Dengan demikian, para pelaku usaha tidak hanya mendapatkan pembiayaan, tetapi juga pengetahuan dan keterampilan yang dibutuhkan untuk mengelola usaha secara lebih profesional dan berkelanjutan.
Untuk membantu nasabah existing naik kelas, BRI juga tidak meninggalkan pelaksanaan berbagai program pemberdayaan, salah satunya Klaster Usaha merupakan pemberdayaan kepada kelompok usaha yang terbentuk berdasarkan kesamaan usaha dalam satu wilayah, sehingga tercipta keakraban dan kebersamaan dalam peningkatan maupun pengembangan usaha para anggotanya.

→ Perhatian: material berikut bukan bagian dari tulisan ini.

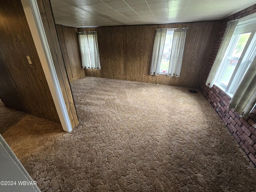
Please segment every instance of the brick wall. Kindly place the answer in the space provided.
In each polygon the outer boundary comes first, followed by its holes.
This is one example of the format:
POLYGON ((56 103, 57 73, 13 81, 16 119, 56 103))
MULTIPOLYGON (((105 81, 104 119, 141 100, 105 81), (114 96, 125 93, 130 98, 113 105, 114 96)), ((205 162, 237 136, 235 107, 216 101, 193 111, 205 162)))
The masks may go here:
POLYGON ((230 98, 218 87, 209 88, 205 85, 210 71, 223 37, 228 21, 256 12, 256 5, 236 13, 221 21, 219 31, 214 42, 204 72, 200 89, 254 165, 256 166, 256 108, 244 119, 228 108, 230 98))

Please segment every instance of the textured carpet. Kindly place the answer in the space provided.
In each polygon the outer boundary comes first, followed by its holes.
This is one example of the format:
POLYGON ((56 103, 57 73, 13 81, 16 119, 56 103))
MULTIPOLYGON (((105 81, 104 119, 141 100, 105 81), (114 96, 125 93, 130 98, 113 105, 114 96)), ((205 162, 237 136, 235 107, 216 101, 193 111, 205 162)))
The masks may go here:
POLYGON ((71 133, 0 107, 1 132, 42 191, 256 191, 256 169, 200 92, 90 77, 71 86, 71 133))

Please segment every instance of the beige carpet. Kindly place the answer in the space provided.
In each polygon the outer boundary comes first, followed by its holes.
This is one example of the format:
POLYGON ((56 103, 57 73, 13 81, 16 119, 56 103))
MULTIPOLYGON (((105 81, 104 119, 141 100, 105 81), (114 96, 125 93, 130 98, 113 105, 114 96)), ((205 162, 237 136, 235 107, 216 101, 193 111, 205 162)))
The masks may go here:
POLYGON ((71 86, 80 124, 70 134, 0 107, 1 132, 42 191, 256 191, 256 169, 201 93, 90 77, 71 86))

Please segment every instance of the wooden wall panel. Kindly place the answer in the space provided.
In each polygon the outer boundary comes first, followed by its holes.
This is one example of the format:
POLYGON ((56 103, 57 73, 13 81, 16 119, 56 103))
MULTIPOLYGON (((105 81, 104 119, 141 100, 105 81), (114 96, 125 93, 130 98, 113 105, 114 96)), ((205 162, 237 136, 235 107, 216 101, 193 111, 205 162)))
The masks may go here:
POLYGON ((219 21, 78 28, 98 32, 101 70, 86 76, 198 88, 219 21), (180 76, 149 74, 157 28, 188 27, 180 76), (99 76, 99 73, 100 76, 99 76))
POLYGON ((56 25, 60 48, 70 82, 85 76, 82 68, 77 29, 56 25))
POLYGON ((69 119, 72 127, 74 128, 79 122, 57 34, 50 0, 37 0, 37 3, 69 119))
POLYGON ((7 106, 59 122, 21 2, 0 0, 0 75, 5 81, 1 100, 7 106))
POLYGON ((26 111, 19 91, 0 54, 0 99, 6 107, 26 111))

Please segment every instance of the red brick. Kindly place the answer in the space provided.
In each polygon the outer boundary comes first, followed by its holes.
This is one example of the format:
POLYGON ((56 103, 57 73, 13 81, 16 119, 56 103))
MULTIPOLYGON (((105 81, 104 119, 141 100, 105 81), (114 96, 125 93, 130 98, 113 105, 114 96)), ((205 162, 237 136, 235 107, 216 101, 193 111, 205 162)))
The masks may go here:
POLYGON ((220 116, 220 118, 222 119, 222 118, 223 117, 223 116, 222 116, 222 115, 221 114, 221 113, 220 113, 220 111, 219 111, 217 112, 217 113, 218 115, 219 115, 219 116, 220 116))
POLYGON ((243 133, 242 136, 246 141, 247 141, 250 145, 253 145, 254 144, 254 142, 249 137, 249 136, 245 133, 243 133))
POLYGON ((251 132, 250 131, 250 130, 248 129, 248 128, 244 125, 242 125, 241 128, 243 130, 244 132, 248 136, 250 136, 252 133, 251 133, 251 132))
POLYGON ((226 95, 223 96, 224 100, 226 100, 226 101, 228 101, 228 100, 230 99, 230 97, 228 97, 228 96, 227 96, 226 95))
POLYGON ((225 112, 226 111, 226 110, 225 110, 224 108, 223 107, 222 107, 222 106, 220 106, 220 109, 222 111, 224 112, 225 112))
POLYGON ((233 124, 231 123, 229 125, 229 126, 230 126, 230 128, 231 128, 231 129, 233 130, 233 131, 235 133, 237 131, 237 130, 236 129, 236 127, 235 127, 234 125, 233 124))
POLYGON ((256 165, 256 157, 255 157, 255 156, 251 153, 250 153, 248 156, 252 162, 254 163, 254 165, 256 165))
POLYGON ((231 117, 229 118, 229 120, 231 122, 231 123, 233 124, 234 125, 235 125, 236 124, 236 122, 235 121, 235 120, 234 119, 233 119, 231 118, 231 117))
POLYGON ((256 129, 255 129, 252 126, 250 126, 249 127, 249 130, 251 132, 252 134, 253 135, 254 135, 255 136, 256 136, 256 129))
POLYGON ((255 150, 252 146, 251 145, 249 144, 248 142, 246 141, 245 142, 244 142, 244 145, 246 146, 251 153, 254 155, 255 154, 255 153, 256 153, 256 151, 255 151, 255 150))
POLYGON ((229 124, 230 123, 230 121, 229 120, 228 117, 225 116, 224 118, 226 121, 228 122, 228 124, 229 124))
POLYGON ((221 114, 222 115, 222 116, 223 117, 224 117, 225 116, 226 116, 226 115, 225 114, 225 113, 224 112, 224 111, 222 111, 221 110, 220 110, 220 113, 221 113, 221 114))
POLYGON ((231 133, 231 134, 232 134, 233 133, 234 133, 234 130, 233 130, 233 129, 232 129, 232 128, 231 128, 230 126, 229 125, 227 125, 227 127, 228 129, 228 130, 229 130, 229 131, 230 132, 230 133, 231 133))
POLYGON ((232 111, 231 111, 231 110, 230 110, 230 111, 228 112, 228 113, 229 113, 229 114, 230 115, 230 116, 231 116, 231 117, 232 117, 232 118, 233 118, 233 119, 236 116, 235 116, 235 115, 234 114, 234 113, 233 113, 232 111))
POLYGON ((243 149, 244 150, 244 151, 246 153, 246 154, 248 154, 250 153, 250 151, 248 149, 248 148, 247 148, 246 146, 244 145, 244 144, 242 142, 240 142, 239 143, 239 144, 242 147, 243 149))
POLYGON ((227 122, 227 121, 226 120, 226 119, 225 119, 225 118, 224 117, 222 117, 222 121, 224 122, 224 124, 225 124, 225 125, 226 126, 228 124, 228 122, 227 122))
POLYGON ((240 134, 239 132, 236 132, 236 136, 238 137, 238 138, 239 138, 239 140, 240 140, 240 141, 241 141, 243 143, 245 141, 245 139, 244 139, 244 138, 243 136, 241 134, 240 134))
POLYGON ((233 136, 234 136, 234 137, 235 138, 235 139, 236 139, 236 141, 237 141, 238 143, 240 142, 240 139, 237 136, 235 133, 234 133, 233 134, 233 136))
POLYGON ((242 122, 241 122, 241 121, 240 121, 240 120, 238 119, 238 118, 237 118, 237 117, 235 118, 235 121, 236 121, 236 123, 237 123, 239 125, 239 126, 241 126, 241 125, 242 125, 242 122))
POLYGON ((252 119, 249 119, 248 122, 252 125, 252 126, 256 128, 256 123, 252 119))
POLYGON ((238 118, 240 118, 240 114, 238 113, 237 112, 234 112, 234 114, 236 116, 236 117, 237 117, 238 118))
POLYGON ((228 118, 229 118, 230 117, 230 115, 229 114, 227 111, 226 111, 225 112, 225 114, 226 114, 226 116, 228 117, 228 118))
POLYGON ((238 131, 238 132, 241 134, 242 134, 244 132, 244 131, 243 131, 243 130, 241 128, 241 127, 240 127, 240 126, 239 126, 237 124, 236 124, 235 126, 236 127, 236 129, 238 131))
POLYGON ((250 124, 248 123, 248 122, 247 122, 247 121, 242 117, 240 118, 240 120, 242 123, 244 125, 244 126, 246 127, 247 128, 248 128, 250 126, 250 124))
POLYGON ((256 136, 253 135, 252 135, 251 136, 251 139, 252 139, 254 142, 256 143, 256 136))

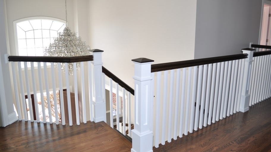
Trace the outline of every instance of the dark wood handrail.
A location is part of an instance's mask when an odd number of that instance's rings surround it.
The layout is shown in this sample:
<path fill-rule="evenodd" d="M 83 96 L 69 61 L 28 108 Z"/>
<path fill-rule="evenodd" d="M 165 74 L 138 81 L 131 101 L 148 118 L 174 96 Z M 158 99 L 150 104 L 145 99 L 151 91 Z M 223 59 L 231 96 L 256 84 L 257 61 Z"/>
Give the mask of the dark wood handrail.
<path fill-rule="evenodd" d="M 134 90 L 103 66 L 102 67 L 102 71 L 106 76 L 112 79 L 112 80 L 118 83 L 122 87 L 124 88 L 125 90 L 130 92 L 131 94 L 135 95 Z"/>
<path fill-rule="evenodd" d="M 271 54 L 271 50 L 264 51 L 260 51 L 259 52 L 254 52 L 253 53 L 253 57 L 259 57 L 263 55 L 266 55 Z"/>
<path fill-rule="evenodd" d="M 153 64 L 152 72 L 204 65 L 248 58 L 248 54 L 239 54 L 220 57 Z"/>
<path fill-rule="evenodd" d="M 262 45 L 253 44 L 251 45 L 251 47 L 254 48 L 262 48 L 263 49 L 271 49 L 271 46 L 269 45 Z"/>
<path fill-rule="evenodd" d="M 85 55 L 70 57 L 9 56 L 9 61 L 12 62 L 33 62 L 73 63 L 93 61 L 93 55 Z"/>

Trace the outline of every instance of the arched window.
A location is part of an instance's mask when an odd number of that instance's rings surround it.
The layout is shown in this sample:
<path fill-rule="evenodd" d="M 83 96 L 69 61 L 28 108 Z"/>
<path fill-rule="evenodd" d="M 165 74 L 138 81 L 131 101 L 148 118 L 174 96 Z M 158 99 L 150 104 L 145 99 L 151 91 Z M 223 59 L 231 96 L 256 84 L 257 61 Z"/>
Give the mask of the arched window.
<path fill-rule="evenodd" d="M 46 47 L 53 43 L 66 26 L 65 21 L 35 17 L 14 22 L 17 53 L 20 56 L 43 56 Z M 16 41 L 16 40 L 17 41 Z"/>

Hingga September 2024 terdapat lebih dari 33.800 klaster usaha binaan BRI yang tergabung dalam program Klasterku Hidupku. BRI sendiri secara proaktif telah melakukan lebih dari 2.300 pemberdayaan berupa pelatihan dan bantuan sarana prasarana produksi telah diberikan.
Selanjutnya, adalah Rumah BUMN. Inisiatif ini tidak hanya sekadar menjadi tempat pertemuan, tetapi juga menjadi pusat pengembangan kapasitas yang membantu UMKM berkembang melalui berbagai program pelatihan, pendampingan, dan pembinaan.
Tercatat, BRI yang menjadi salah satu BUMN aktif dalam mendukung program ini telah mendirikan 54 titik Rumah BUMN di berbagai wilayah.
Bahkan, sejak awal terbentuk, Rumah BUMN yang dikelola BRI menunjukkan perkembangan yang signifikan, baik dari jumlah UMKM yang bergabung maupun banyaknya kegiatan yang terselenggara. Sampai September 2024, lebih dari 457.000 UMKM telah terdaftar di Rumah BUMN binaan BRI, dengan total 14.000 pelatihan yang dilaksanakan.
Edukasi UMKM
Sunarso menyebut terdapat lima hal yang perlu diedukasi kepada UMKM. Pertama, tentang spirit atau semangat kewirausahaan. “Itu yang harus kita edukasi kepada UMKM. Karena pelaku UMKM sangat banyak sehingga masih beragam level-nya,” ujarnya.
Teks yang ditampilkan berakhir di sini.